Face à ces différentes manifestations cutanées, ce sont les examens sérologiques qui permettront le diagnostic. A ce stade, le Tpha et le Vdrl, qui sont les deux tests utiles de première intention en cas de suspicion de syphilis, sont tous les deux positifs à des titres élevés (à titre d'exemple, le Tpha peut atteindre des titres supérieurs au 1/10 000 et le Vdrl au 1/64 ou 1/128). Le FTA, s'il est demandé, est lui aussi très positif, avec ou sans IgM. Ces examens suffisent au diagnostic. Dans quelques très rares cas, le Vdrl peut être faussement négatif du fait d'un excès d'anticorps (phénomène de zone) ; il faut alors répéter les examens, s'il y a des lésions muqueuses, rechercher le tréponème au microscope à FN, voire faire une biopsie cutanée, évocatrice par la présence de nombreux plasmocytes dans l'infiltrat dermique.

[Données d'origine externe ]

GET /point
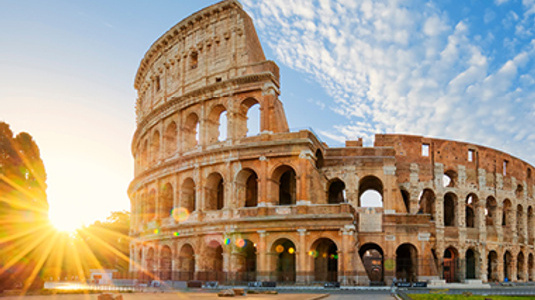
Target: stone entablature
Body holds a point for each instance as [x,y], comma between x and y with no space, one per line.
[280,205]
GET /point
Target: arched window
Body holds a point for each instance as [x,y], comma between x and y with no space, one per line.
[336,192]
[170,139]
[370,192]
[191,132]
[215,192]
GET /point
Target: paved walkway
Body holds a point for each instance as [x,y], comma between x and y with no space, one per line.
[176,296]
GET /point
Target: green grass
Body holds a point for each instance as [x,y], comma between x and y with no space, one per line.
[459,297]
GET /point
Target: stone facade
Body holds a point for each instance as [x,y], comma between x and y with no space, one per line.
[283,206]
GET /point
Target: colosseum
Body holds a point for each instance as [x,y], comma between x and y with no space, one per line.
[214,199]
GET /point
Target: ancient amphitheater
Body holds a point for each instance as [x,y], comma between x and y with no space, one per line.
[213,200]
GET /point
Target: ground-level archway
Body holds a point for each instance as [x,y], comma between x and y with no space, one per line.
[325,255]
[407,263]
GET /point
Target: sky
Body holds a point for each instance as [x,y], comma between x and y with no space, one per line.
[461,70]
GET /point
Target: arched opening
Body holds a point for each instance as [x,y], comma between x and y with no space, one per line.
[213,258]
[166,200]
[284,253]
[449,179]
[531,271]
[471,210]
[407,263]
[325,255]
[520,270]
[191,132]
[406,199]
[149,262]
[319,159]
[155,146]
[520,223]
[450,203]
[450,273]
[215,195]
[492,266]
[470,264]
[286,178]
[531,224]
[507,266]
[370,192]
[187,198]
[372,257]
[427,203]
[491,212]
[165,263]
[247,188]
[170,139]
[186,261]
[217,124]
[336,192]
[507,213]
[249,119]
[247,264]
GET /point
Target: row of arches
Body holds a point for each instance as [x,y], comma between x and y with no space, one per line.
[217,127]
[283,182]
[323,260]
[489,213]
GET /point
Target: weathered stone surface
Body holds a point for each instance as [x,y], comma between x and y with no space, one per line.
[281,206]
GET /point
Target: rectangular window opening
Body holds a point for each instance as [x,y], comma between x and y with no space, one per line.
[425,149]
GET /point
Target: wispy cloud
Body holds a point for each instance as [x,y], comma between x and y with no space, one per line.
[393,67]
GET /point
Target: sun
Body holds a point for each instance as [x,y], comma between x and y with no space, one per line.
[64,221]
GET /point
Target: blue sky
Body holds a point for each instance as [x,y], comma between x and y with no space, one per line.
[460,70]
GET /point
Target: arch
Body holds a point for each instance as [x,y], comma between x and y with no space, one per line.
[471,264]
[336,194]
[507,266]
[451,263]
[427,203]
[471,206]
[491,211]
[407,263]
[507,213]
[217,124]
[531,270]
[166,263]
[372,257]
[405,195]
[213,259]
[186,262]
[450,205]
[250,108]
[215,192]
[370,192]
[285,259]
[187,195]
[247,188]
[149,262]
[520,268]
[166,200]
[170,139]
[319,159]
[325,254]
[285,176]
[492,266]
[450,178]
[191,132]
[155,146]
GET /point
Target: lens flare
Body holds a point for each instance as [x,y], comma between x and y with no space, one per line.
[180,214]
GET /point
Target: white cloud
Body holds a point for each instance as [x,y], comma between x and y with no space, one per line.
[404,68]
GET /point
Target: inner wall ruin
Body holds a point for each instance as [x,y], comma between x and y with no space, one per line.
[214,200]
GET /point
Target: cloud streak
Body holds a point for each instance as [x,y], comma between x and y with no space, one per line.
[395,67]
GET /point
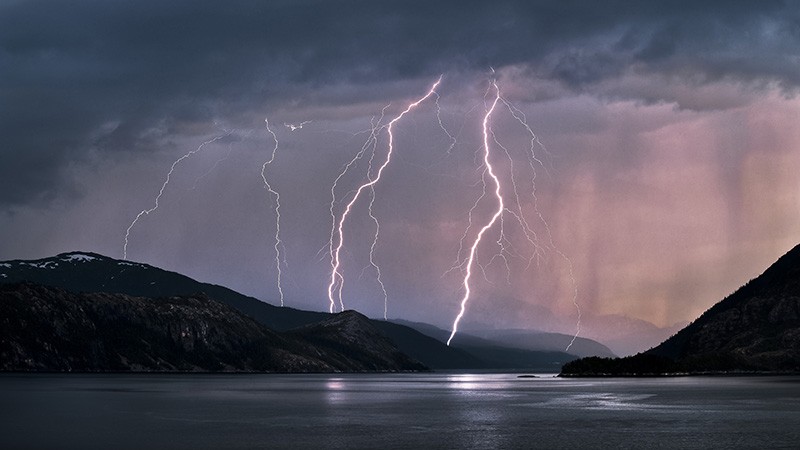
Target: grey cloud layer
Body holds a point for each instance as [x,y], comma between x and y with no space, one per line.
[82,77]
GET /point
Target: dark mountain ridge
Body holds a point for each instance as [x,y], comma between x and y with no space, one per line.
[51,329]
[91,272]
[755,329]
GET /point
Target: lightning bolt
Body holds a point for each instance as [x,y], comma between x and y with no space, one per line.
[498,212]
[371,142]
[293,126]
[278,242]
[146,212]
[336,283]
[514,209]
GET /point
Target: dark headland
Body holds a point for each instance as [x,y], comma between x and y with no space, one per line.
[755,330]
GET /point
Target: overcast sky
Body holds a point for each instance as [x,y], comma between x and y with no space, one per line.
[667,172]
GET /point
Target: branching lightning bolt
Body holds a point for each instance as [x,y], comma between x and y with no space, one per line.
[515,210]
[337,233]
[146,212]
[498,212]
[278,242]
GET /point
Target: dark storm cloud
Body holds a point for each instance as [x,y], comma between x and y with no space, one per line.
[82,77]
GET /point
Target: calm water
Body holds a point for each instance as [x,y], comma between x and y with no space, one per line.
[395,411]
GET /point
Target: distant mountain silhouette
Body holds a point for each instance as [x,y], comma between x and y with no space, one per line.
[51,329]
[91,272]
[755,329]
[514,349]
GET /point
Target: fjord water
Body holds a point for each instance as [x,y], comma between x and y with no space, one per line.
[396,411]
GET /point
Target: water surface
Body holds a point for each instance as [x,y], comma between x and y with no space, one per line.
[396,411]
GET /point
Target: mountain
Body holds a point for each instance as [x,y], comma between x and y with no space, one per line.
[755,329]
[51,329]
[343,336]
[91,272]
[625,335]
[516,349]
[541,341]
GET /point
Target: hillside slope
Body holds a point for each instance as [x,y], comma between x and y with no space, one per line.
[755,329]
[50,329]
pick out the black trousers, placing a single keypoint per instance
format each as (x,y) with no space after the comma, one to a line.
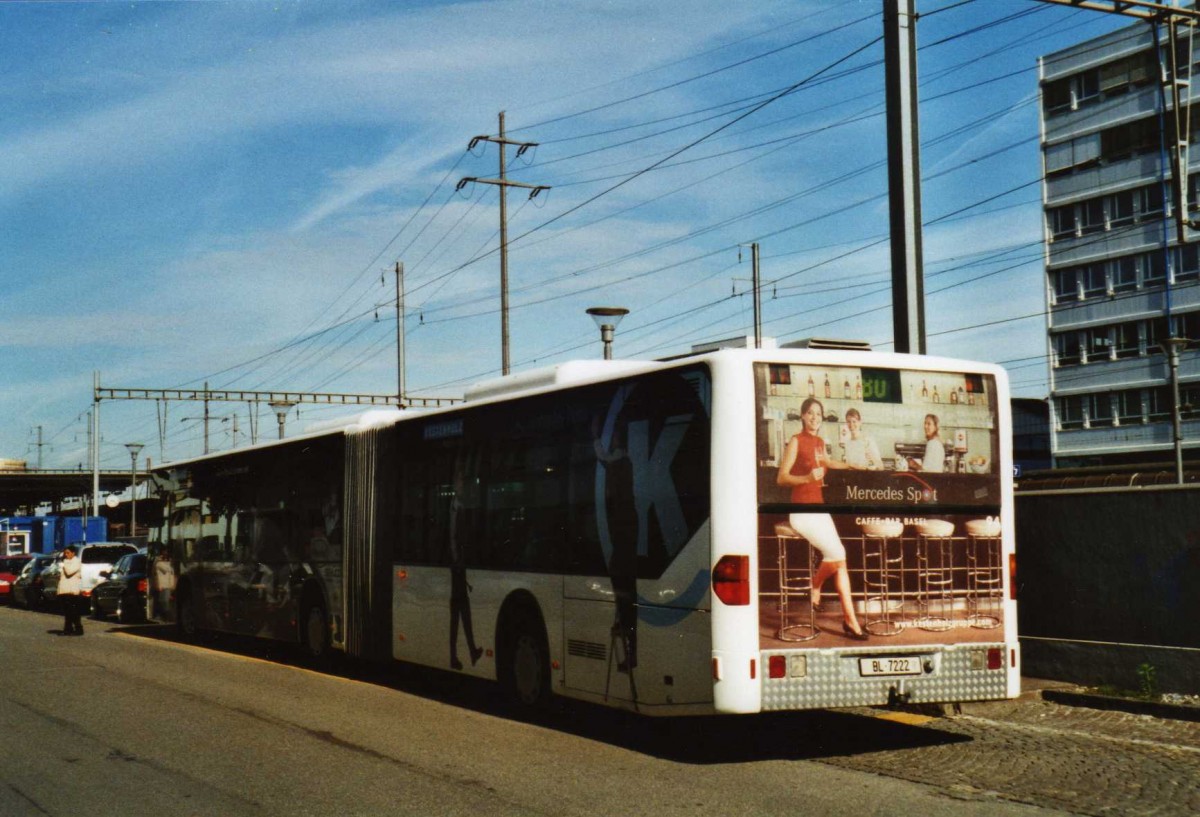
(72,613)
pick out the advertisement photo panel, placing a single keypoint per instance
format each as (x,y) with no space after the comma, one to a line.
(879,494)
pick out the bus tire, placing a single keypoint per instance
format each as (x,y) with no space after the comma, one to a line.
(315,634)
(186,620)
(525,671)
(127,608)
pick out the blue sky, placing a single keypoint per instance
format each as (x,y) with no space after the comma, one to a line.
(216,192)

Traitement : 2,4 millions d'unités de Benzathine pénicilline par voie intramusculaire profonde suffisent au traitement d'une syphilis secondaire sans manifestation neurologique. Les lésions cutanées disparaissent en quelques semaines. Le titre du Vdrl doit baisser de 2 dilutions (être divisé par 4) à trois mois, il peut se négativer après deux ans, ce qui n'est pas le cas du Tpha qui, en général, reste positif, parfois à des titres assez élevés. En cas d'allergie à la pénicilline, on a recours, là aussi, aux cyclines ou à la désensibilisation à la pénicilline.